-3.5° C first thing, inside the hut, but at least my boots aren’t frozen.
Why am I doing this again?
I cast my mind back to my endless riding my bike across Australia a few years ago, day after perfect day of 25° C, for months on end, up in the north of the continent, warm mornings a certainty. Back then I was remembering the cold New Zealand winters and now I’m living them. The thing is I grew up in the chill, the 1970s were colder and wetter than now, heating and insulation in houses less common.
I deal with it by not letting myself get too cold, always plenty of clothes. At the moment, 7 23 am, I have a short-sleeved woollen T-shirt, a long-sleeved version, a long-sleeved thin wool jersey, my hoody, with the hood up, over a thin wool beanie, and my soft shell jacket all zipped up over the top.
I slept in all that, less the beanie and with the hood down, in my old sleeping bag with a silk liner. Sometimes it feels like being in a straight jacket, not good if you get leg cramps as I did on the first few nights.
Oh, I wear old lycra bicycle shorts and polypropylene trackie daks for the undercarriage.
And I have my warm muesli/porridge mix in a pot sitting on my legs, sipping coffee.
Life doesn’t feel so bad.
My mind is concentrated on my immediate surroundings, it’s quiet enough, few birds tweeting so I can hear the flow of the river 30 m away. My breath is visible but I’m not complaining, after all I chose this particular way to spend my life.
Days certainly feel long, if you stop to notice the moments, I guess because I have a routine for this lifestyle: get up after the 7 am news and weather, make coffee and breakfast, pack up. Stop often to identify plants, that’s my excuse, have lunch shortly after 12 pm, plod on. At the hut there are firewood and water to be procured, dinner to be cooked and eaten, blog notes to be made. Sleep. Then repeat.
But the views are always changing and during the day various challenges come up.
This morning it’s the river crossing to start with then straight into a 900 m unrelenting climb to the top of, umm, Bushy Top.
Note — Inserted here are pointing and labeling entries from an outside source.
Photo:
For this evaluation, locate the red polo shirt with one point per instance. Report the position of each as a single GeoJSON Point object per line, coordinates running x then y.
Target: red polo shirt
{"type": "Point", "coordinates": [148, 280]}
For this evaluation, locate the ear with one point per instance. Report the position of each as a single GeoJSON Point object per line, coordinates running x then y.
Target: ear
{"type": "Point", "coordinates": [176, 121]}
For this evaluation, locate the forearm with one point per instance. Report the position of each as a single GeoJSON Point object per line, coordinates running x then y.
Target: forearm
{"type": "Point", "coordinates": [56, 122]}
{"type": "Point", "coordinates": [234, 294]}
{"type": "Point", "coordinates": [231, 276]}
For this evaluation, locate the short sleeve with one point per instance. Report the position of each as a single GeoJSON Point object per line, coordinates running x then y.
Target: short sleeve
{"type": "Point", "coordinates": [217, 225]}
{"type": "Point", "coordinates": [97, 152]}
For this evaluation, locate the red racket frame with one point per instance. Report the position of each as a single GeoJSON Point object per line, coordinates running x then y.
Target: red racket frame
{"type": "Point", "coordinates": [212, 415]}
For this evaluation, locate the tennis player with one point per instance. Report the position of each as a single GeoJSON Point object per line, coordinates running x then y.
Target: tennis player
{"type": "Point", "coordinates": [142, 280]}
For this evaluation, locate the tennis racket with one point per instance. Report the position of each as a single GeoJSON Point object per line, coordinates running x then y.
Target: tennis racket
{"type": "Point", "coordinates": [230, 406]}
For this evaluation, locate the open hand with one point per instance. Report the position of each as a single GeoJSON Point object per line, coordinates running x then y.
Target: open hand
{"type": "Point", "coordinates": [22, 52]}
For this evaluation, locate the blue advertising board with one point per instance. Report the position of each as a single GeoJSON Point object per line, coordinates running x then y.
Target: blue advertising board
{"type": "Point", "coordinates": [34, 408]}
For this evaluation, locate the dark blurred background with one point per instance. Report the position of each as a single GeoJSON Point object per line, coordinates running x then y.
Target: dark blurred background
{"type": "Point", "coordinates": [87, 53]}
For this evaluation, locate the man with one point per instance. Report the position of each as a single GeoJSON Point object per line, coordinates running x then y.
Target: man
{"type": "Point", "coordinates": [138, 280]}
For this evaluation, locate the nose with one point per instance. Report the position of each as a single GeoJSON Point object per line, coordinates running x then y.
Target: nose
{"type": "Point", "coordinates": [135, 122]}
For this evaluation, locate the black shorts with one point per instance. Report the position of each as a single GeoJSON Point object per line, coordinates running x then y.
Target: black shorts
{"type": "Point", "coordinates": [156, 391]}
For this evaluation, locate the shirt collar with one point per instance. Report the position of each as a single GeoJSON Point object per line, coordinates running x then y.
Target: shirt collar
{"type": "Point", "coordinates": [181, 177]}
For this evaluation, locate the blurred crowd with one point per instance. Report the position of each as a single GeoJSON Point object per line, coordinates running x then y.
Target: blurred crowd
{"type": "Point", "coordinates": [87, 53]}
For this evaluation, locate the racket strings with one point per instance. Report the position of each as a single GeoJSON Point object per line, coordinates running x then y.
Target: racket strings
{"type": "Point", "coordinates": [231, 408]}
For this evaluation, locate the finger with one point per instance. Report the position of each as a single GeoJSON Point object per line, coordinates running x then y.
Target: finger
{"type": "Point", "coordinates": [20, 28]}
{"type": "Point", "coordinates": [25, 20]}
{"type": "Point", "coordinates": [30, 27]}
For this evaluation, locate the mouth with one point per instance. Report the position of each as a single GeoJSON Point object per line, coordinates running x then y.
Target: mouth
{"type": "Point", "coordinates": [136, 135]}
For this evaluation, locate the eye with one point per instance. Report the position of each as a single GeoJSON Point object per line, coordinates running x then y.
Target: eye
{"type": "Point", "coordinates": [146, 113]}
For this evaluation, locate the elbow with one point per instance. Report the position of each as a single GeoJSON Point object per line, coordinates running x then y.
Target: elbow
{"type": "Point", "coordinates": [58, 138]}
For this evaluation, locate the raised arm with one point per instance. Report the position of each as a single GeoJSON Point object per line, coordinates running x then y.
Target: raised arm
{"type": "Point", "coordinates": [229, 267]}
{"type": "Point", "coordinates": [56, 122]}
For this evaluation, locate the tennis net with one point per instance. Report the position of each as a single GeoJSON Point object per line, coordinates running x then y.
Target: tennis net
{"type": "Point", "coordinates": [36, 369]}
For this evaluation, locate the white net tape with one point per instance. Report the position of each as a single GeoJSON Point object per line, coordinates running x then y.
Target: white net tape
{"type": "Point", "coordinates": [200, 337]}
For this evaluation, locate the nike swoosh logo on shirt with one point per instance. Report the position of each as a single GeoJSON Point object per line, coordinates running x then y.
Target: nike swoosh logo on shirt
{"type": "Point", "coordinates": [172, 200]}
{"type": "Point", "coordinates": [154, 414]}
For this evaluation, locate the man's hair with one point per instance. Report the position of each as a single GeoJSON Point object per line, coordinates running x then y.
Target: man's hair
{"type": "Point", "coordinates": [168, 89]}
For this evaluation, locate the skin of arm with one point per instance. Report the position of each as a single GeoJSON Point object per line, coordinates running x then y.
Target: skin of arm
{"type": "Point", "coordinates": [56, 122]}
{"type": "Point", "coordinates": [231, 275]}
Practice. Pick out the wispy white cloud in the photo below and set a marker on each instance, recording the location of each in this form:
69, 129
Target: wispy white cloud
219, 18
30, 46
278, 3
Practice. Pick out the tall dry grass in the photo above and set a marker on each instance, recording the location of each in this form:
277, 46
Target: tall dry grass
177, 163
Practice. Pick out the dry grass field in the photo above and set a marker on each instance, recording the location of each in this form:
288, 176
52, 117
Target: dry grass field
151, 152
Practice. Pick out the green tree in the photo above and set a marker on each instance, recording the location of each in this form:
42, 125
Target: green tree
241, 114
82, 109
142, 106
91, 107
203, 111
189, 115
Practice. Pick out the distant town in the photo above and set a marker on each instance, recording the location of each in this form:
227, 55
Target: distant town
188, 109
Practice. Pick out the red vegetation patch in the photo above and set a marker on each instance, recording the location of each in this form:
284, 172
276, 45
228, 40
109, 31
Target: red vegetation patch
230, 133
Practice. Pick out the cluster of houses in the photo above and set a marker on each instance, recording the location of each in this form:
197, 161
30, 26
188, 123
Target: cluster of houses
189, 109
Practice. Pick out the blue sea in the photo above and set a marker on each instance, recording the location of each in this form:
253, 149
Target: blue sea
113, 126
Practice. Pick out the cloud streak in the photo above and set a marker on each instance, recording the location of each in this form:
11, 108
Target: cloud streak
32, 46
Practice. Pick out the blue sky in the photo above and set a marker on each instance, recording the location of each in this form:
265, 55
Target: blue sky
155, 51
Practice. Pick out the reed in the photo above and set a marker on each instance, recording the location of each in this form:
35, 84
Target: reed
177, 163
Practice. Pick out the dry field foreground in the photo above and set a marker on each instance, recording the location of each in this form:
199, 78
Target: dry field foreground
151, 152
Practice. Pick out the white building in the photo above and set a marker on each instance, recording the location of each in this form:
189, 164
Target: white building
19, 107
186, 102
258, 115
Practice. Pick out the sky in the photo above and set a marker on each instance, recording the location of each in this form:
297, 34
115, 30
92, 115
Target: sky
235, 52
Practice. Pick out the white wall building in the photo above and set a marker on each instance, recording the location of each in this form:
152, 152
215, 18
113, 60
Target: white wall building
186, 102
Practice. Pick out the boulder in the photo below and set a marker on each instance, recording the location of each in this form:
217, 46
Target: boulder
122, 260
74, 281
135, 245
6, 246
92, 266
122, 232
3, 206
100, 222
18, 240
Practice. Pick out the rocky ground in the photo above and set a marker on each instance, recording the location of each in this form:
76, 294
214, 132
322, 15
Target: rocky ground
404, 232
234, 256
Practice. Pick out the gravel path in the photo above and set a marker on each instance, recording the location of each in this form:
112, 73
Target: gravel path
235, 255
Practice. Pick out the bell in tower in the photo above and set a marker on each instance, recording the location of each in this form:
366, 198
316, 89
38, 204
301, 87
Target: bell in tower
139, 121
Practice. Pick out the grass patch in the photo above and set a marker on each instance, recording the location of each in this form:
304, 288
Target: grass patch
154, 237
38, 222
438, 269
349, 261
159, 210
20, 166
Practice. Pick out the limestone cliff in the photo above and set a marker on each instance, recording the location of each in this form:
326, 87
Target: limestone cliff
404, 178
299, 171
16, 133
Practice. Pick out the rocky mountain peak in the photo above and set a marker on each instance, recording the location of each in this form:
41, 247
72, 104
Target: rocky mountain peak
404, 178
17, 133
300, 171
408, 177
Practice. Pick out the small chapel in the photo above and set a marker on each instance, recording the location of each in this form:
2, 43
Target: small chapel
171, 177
In the afternoon all that elevation gain will be lost as I drop into the Wairoa River.
Minor obstacles, nothing most adults couldn’t achieve with sufficient motivation.
My body might be in an ageing state, but its limitations are overcome by my mind’s ambitions.
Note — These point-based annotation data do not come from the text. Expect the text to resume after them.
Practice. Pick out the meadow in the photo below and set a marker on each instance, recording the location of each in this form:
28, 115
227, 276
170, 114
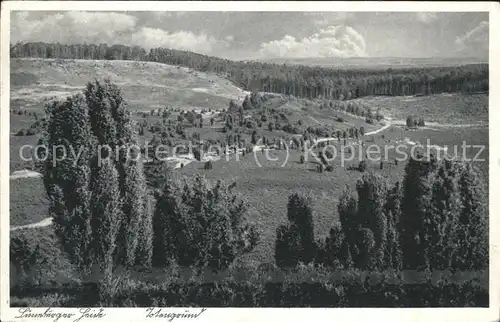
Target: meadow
264, 184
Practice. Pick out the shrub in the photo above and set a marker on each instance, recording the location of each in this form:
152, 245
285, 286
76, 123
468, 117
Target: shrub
362, 166
295, 242
200, 224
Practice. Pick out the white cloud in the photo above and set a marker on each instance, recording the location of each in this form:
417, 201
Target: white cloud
105, 27
72, 27
184, 40
334, 41
426, 17
475, 41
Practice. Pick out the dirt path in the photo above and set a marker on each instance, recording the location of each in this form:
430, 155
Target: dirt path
312, 118
385, 127
43, 223
24, 174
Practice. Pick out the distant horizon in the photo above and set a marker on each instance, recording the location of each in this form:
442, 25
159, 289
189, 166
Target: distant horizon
267, 35
303, 59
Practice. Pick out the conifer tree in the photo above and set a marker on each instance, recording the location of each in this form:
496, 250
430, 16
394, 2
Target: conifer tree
472, 234
107, 216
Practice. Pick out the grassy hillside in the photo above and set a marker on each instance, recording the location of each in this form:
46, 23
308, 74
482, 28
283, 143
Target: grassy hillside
145, 85
264, 184
379, 62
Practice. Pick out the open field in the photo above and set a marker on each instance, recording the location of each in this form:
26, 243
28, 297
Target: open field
145, 85
264, 184
454, 109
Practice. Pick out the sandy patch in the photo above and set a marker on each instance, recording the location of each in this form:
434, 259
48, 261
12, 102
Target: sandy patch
44, 223
24, 174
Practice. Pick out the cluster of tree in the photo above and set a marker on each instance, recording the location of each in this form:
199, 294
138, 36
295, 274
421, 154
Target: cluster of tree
98, 199
436, 219
104, 215
305, 287
102, 212
199, 224
300, 81
414, 122
353, 107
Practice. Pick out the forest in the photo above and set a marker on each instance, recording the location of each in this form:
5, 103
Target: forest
299, 81
108, 219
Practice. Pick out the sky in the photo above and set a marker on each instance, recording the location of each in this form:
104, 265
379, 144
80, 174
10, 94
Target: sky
263, 35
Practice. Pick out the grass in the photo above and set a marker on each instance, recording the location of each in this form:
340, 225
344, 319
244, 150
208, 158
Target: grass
145, 85
442, 108
265, 187
28, 203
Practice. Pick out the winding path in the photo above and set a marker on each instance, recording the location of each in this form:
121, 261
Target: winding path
43, 223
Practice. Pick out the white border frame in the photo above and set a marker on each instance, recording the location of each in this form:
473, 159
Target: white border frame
276, 314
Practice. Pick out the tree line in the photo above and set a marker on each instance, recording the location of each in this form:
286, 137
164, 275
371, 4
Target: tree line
435, 219
106, 217
300, 81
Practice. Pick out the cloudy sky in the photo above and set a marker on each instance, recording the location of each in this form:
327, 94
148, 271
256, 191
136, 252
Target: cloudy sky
256, 35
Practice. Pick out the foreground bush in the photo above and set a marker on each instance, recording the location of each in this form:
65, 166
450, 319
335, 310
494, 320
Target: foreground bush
200, 224
304, 287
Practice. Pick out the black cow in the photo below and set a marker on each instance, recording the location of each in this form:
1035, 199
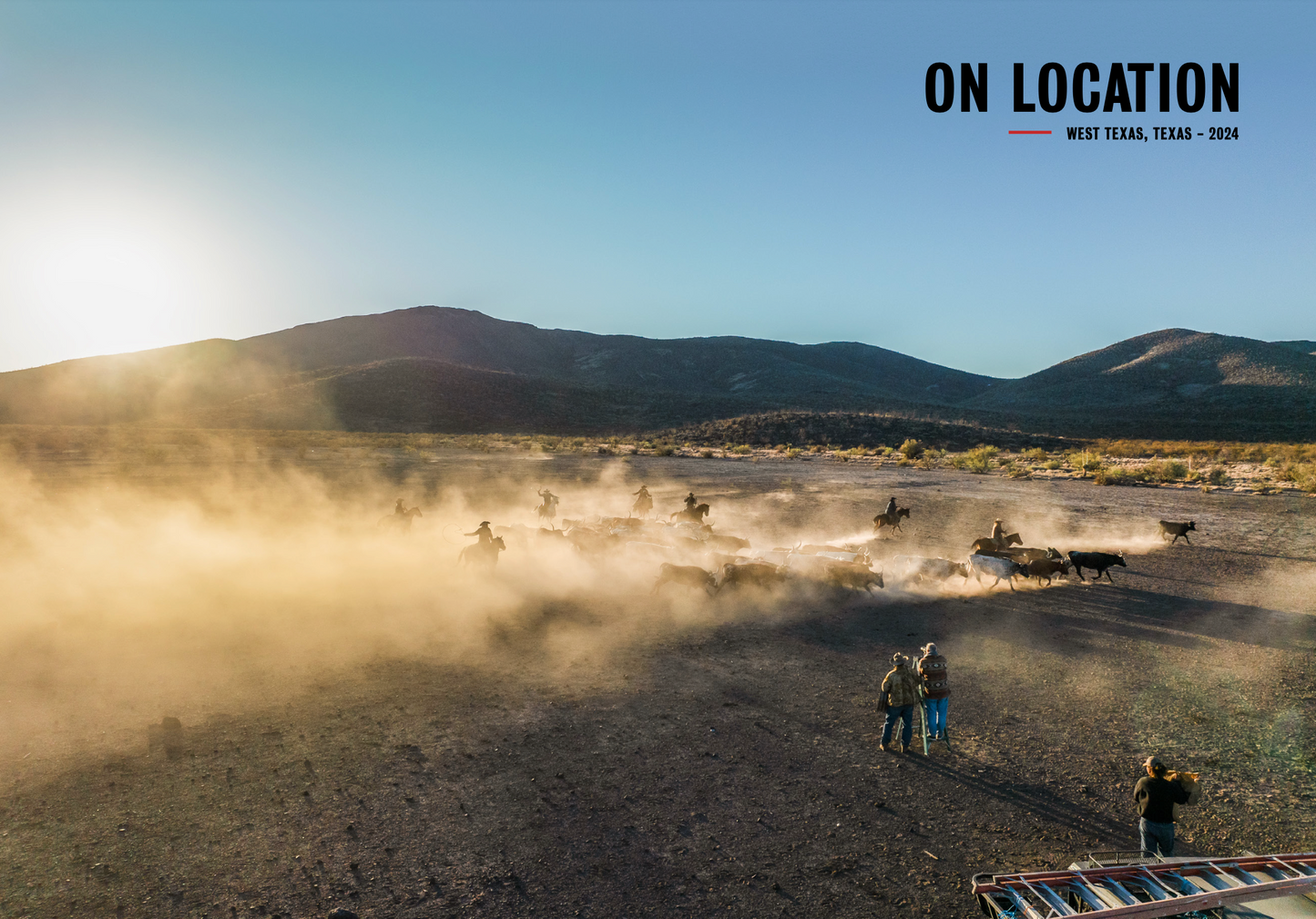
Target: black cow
1177, 529
1097, 561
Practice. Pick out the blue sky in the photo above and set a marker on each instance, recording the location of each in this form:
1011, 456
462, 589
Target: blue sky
173, 171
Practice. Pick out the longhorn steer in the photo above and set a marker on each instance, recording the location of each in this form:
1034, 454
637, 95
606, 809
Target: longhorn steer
1177, 529
1097, 561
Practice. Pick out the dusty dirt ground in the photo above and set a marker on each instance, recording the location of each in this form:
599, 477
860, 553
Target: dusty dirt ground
723, 760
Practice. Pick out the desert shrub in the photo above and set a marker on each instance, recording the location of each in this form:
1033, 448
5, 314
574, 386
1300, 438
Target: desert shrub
1114, 475
1085, 463
979, 458
1303, 475
1165, 470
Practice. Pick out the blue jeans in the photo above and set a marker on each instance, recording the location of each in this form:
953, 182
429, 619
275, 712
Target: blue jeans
1157, 838
899, 712
936, 715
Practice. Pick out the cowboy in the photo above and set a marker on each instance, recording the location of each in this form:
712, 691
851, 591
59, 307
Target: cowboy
484, 532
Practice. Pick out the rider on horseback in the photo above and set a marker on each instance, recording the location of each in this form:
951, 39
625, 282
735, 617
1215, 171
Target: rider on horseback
644, 501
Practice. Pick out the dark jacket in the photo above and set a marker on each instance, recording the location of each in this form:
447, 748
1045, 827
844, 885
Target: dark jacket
903, 688
1157, 797
932, 668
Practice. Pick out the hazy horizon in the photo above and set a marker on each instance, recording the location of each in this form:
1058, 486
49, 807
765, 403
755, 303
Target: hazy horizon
183, 344
186, 171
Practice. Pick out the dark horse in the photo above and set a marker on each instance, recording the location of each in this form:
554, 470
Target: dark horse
482, 555
401, 520
695, 514
890, 519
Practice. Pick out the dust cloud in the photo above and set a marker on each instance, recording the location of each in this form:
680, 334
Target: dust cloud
245, 585
125, 603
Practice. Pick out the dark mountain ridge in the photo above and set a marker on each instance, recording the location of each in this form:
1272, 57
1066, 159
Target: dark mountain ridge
457, 370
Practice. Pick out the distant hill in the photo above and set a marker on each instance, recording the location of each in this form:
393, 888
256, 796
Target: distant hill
457, 370
1170, 383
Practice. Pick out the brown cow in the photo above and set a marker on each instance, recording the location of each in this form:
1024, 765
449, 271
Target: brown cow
1046, 567
689, 576
760, 574
854, 576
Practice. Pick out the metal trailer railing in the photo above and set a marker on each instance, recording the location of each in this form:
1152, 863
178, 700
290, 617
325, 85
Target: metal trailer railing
1145, 889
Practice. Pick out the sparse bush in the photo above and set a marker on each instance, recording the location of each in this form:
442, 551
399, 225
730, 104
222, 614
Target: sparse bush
1114, 475
978, 460
1165, 470
1303, 475
1085, 461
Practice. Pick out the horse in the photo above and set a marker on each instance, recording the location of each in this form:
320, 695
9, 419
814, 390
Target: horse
482, 555
644, 503
549, 508
694, 514
995, 546
399, 522
890, 519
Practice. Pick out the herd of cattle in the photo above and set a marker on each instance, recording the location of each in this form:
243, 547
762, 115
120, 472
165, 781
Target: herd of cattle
692, 556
Cold? Sure, but I recognise these are great days, I appreciate what I have, the freedom, the slight uncertainty. It’s great to be out here.
Surprise!! That big Goulter River was fanned out and the water at the top of a small rapid was ankle-deep. Let’s give a run through a try. Just as well, there was crystal ice in the kanuka and on the ground.
Splash, splash, splash.
That worked, no water inside my boots, my tight fitting gaiters helped. Except there’s a second channel that is deep and not quite jumpable.
Maybe? I wander the short way downstream and find a suitably shallow section, it only four or five steps and I’m through and standing in bright sunlight with more or less dry boots.
I can confirm the climb to Bushy Top does go on. The first part to get up onto the main ridge gets you up quickly, ie, it’s steep, but there are two locations to get a view. Firstly, up the valley, then a broader vista, the hut way down there, still a very white shadow hanging around.
Then it was just a continual climb, some bluffs to skirt under, almost frozen snow from about 1000 m. On the flat Bushy Top was some cell phone reception, I alerted base that I was still alive, with still another six days before I returned to civilisation. It turned out it was an 1100 m climb, when you include a few ups and downs.
Then there was the drop to the Wairoa River, almost as far down. Man, it was almost dark when I reached the hut, just on 6 pm. Considering I’d left Lower Goulter before 9 am that was a decent day’s effort, even when you take out my hour up on Bushy Top connecting with the outside world.
Other than the joy with the ease of crossing the river, the moment of the day was spotting the Rescue Orange glint of the Top Wairoa Hut in the sunlight right up the river. Plenty of snow up behind on the Red Hills.